And afterall, what does an artist do if not carefully manipulating the viewer’s dopamine levels? In the case of photobooks, the artist presumably wants the viewer to keep turning the page, so they need to be exposed to the right amount of gradual excitement. More often than not, O’Connor’s book does just that – I enjoyed the size, slightly smaller than A4, and the play between the little and large images. I found, however, that the photographs that occupied a full spread were not best served by this decision; the binding always interrupts the flatness of the photograph and sometimes the mesmerising gradients are not rendered at their full potential. I was particularly disappointed to see the symmetrical, dark blue layered landscape of forest, sea and sky shown on an entire spread. The brightness of the sun, hidden behind a thick cover of clouds, is reflected in the water in the centre of this atmospheric image, but this is also where the pages are joined together, interrupting the sublime mystery of the photographic illusion. In comparison, Albarrán Cabrera’s Remembering the Future, a book similar in tone, embraces the smaller photograph, to no loss of attention from the viewer. If anything, a humbler size can better concentrate colours, gradients and sharpness. Another aspect that slightly distracts from the photographs is the satin quality of the paper, which although has delivered astonishing colours, is at times too shiny for the darker areas of the images.
O’Connor’s masterful manipulation of light and colour transforms familiar landscapes into vibrant dreamscapes, mirroring the heightened sensory experience of returning home after an extended absence.

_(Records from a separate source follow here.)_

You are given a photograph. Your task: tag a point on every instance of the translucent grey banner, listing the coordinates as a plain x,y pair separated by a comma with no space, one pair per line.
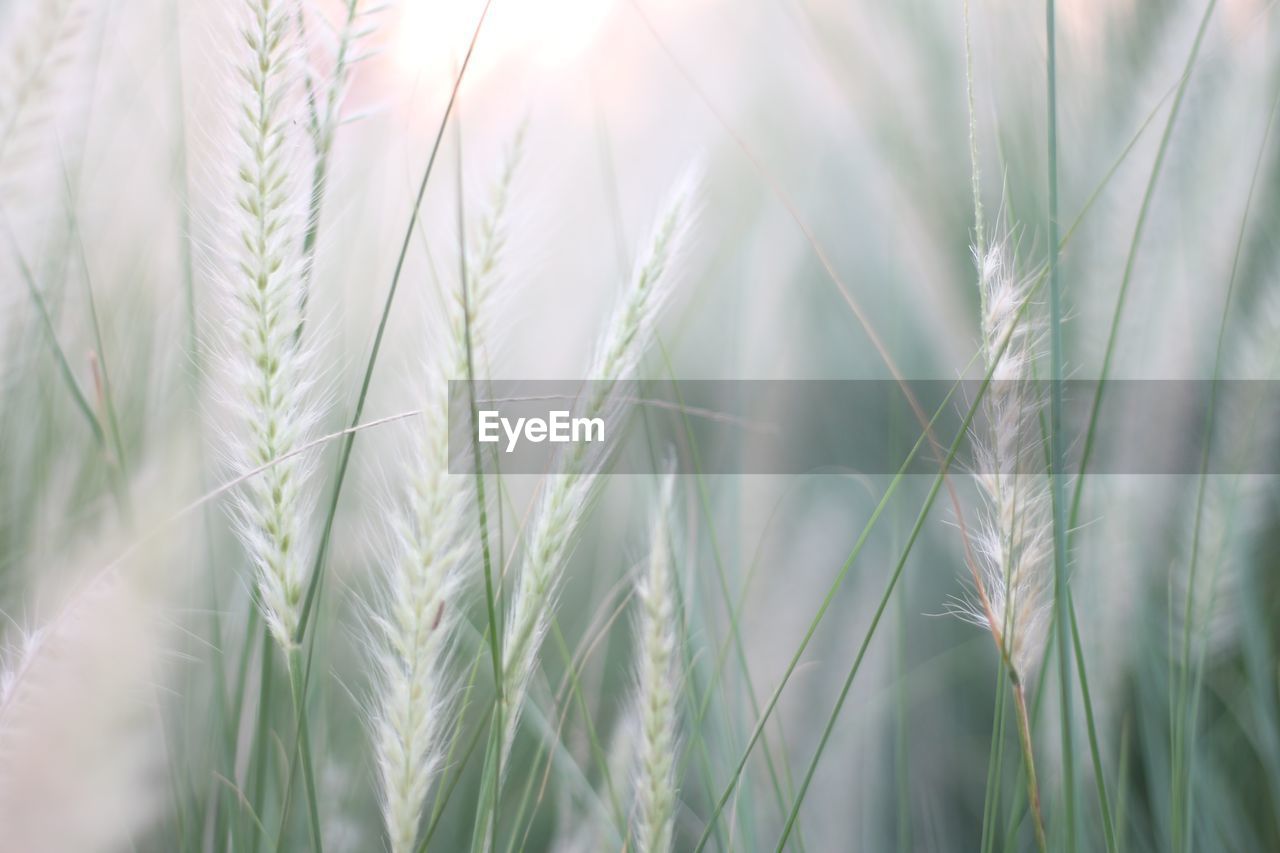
865,427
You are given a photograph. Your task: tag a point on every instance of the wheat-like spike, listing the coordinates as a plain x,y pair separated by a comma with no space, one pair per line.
657,685
566,495
432,555
264,286
41,36
1014,538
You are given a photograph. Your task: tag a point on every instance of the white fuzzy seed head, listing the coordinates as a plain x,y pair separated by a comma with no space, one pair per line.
263,241
657,685
433,553
567,495
1013,542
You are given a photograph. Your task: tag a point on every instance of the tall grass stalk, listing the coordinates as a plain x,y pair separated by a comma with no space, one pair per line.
1057,441
657,692
430,560
269,378
568,492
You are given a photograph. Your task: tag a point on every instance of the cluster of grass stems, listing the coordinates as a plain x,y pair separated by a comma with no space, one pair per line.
461,629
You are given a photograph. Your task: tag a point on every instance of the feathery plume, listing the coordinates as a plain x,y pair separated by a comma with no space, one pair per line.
265,241
657,685
39,45
1014,538
568,492
432,553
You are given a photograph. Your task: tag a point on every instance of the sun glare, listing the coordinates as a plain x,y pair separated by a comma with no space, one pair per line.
548,33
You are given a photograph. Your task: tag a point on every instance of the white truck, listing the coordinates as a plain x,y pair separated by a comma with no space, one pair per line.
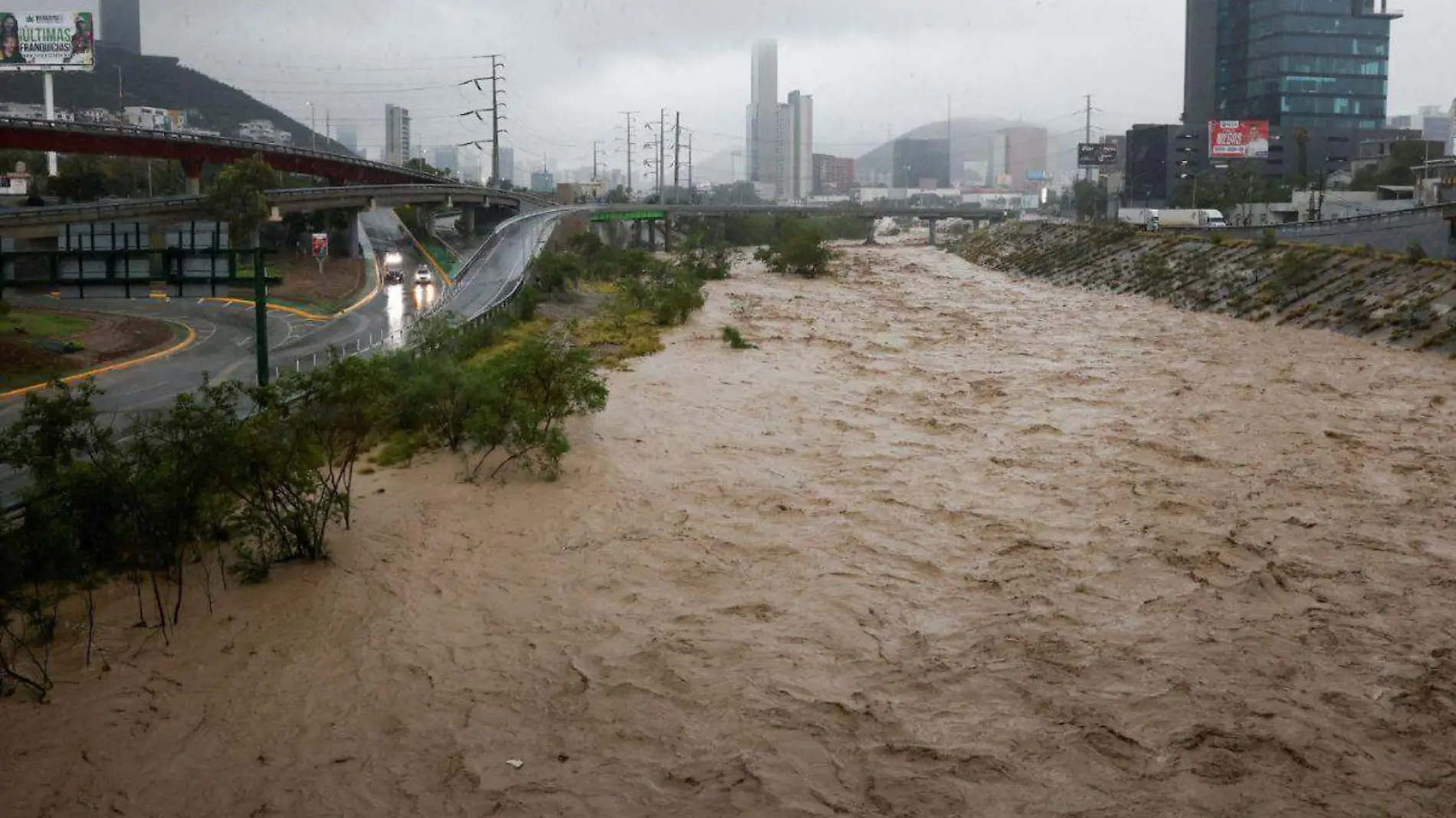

Overall, All Stars Stand Close in Summer Air transcends the homecoming narrative, meditating instead on the deeply personal visual process of refining events and feelings into memories. O’Connor’s masterful manipulation of light and colour transforms familiar landscapes into vibrant dreamscapes, mirroring the heightened sensory experience of returning home after an extended absence. Many of the images in the book linger, much like the magical Technicolor land of Oz. I’ve often wondered why Dorothy returns to her sepia home, and I to the grey London. Perhaps true colour is what we see with the mind’s eye.